Since 2014 one of the things I’ve been trying to do with our services is to lean towards Data Streaming while breaking up all the monolithic-like services into much more specific ones. One of those services was the one in charge of receiving data and inserting into our Data warehouse, the truth is that although the endpoint and the importer were separated it could not keep up with that amount of traffic we decided to track.
Enter Kinesis Firehose.
When Kinesis Firehose was announced I knew for sure it will be great solution for our problem, but sadly I couldn’t make the switch, lack of resources, different priorities and what not. That changed until recently, and oh boy what a nice change.
Not only we get the usual benefits of using a Data Stream, but also we can handle much more traffic and all the data is copied into Redshift with no problems. Now, the truth is there some things, not at lot, to consider when making this change.

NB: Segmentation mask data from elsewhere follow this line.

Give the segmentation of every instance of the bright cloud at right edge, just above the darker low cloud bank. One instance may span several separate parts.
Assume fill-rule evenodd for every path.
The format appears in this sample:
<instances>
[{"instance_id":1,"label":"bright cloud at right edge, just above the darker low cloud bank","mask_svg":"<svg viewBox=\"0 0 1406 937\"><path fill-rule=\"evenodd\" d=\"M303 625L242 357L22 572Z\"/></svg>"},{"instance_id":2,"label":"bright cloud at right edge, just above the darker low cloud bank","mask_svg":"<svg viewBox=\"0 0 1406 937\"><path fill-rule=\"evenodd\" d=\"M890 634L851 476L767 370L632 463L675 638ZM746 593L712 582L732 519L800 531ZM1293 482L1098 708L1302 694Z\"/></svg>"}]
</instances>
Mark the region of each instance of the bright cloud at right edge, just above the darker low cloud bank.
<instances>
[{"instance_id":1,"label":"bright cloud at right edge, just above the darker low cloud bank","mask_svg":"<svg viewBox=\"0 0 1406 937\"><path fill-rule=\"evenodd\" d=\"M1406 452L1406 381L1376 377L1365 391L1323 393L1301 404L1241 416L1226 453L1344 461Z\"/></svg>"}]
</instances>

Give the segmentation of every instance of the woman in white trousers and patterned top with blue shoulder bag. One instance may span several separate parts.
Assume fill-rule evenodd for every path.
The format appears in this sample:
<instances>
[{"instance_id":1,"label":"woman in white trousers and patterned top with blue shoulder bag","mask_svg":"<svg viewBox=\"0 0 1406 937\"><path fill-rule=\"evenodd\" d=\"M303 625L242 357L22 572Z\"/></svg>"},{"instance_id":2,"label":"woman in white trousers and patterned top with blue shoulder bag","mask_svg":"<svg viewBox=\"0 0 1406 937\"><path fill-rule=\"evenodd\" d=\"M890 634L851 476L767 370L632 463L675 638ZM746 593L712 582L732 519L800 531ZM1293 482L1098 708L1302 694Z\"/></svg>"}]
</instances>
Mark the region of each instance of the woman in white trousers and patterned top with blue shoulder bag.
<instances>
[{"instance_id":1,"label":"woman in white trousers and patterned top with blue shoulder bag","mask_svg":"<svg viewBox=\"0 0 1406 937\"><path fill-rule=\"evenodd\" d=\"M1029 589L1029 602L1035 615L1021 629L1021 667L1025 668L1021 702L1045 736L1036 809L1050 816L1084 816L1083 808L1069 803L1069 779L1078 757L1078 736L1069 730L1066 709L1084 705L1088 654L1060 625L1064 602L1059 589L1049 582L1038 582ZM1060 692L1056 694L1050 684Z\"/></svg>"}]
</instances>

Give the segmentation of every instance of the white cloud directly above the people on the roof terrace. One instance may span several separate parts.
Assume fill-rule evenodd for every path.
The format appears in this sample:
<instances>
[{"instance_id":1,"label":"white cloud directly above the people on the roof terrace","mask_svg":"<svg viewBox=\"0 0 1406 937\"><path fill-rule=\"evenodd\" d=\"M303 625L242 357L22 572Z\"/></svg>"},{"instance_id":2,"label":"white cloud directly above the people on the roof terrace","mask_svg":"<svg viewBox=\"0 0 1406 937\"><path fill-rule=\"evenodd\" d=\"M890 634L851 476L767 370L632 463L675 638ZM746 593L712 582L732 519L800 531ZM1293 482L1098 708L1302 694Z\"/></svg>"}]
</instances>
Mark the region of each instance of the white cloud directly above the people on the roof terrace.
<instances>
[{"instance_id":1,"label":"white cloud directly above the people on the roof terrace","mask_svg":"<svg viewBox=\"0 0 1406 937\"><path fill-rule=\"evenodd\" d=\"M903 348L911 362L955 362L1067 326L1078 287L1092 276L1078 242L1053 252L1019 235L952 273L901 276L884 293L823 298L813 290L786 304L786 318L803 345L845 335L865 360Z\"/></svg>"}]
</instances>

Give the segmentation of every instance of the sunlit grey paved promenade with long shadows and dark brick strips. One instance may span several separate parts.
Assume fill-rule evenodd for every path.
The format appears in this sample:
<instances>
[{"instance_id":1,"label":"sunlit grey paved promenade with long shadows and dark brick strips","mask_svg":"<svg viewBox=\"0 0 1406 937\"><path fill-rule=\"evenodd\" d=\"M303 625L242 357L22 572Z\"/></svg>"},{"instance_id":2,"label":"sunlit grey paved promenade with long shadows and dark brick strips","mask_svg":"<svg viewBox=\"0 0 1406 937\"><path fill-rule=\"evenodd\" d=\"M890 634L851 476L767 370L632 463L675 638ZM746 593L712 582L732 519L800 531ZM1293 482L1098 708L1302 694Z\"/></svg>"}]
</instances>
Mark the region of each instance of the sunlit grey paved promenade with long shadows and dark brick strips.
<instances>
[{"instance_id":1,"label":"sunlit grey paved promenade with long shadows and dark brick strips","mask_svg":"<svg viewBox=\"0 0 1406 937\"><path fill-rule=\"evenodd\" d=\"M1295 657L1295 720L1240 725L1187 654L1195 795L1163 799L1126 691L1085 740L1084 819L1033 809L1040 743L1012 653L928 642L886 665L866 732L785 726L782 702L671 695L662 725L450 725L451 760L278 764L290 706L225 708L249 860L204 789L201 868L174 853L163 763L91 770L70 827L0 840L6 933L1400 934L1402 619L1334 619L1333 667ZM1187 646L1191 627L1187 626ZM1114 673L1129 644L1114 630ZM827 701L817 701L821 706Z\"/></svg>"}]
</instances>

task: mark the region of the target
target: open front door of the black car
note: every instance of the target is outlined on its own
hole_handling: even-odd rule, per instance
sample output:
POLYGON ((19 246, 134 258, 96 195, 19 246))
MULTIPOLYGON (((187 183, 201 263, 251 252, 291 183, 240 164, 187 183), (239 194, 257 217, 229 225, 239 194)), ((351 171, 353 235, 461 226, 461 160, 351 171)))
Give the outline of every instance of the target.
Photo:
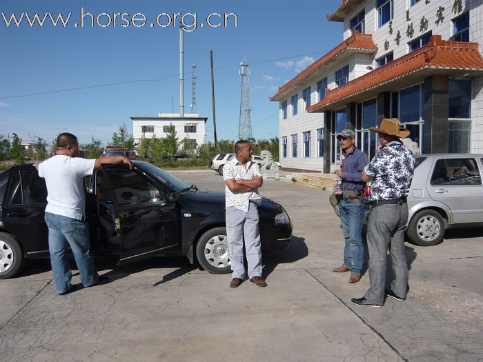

If you are familiar with Redshift, then you already know what to do, but if not keep at least the following things in mind:
- Values must be correctly escaped and truncated, use your COPY options wisely.
- When adding new columns to the schema make sure you use FILLRECORD in the COPY Command options in Kinesis.
- Sending data to Firehose takes time, make sure you send all of it asynchronously.
- Use PutRecordBatch and send as much data as possible, the maximum is 4 MB.
Thoughts so far
I’m pleased with the performance of Kinesis Firehose and, obviously, Redshift; I’m also happy we have this ready and battletested before the holiday season.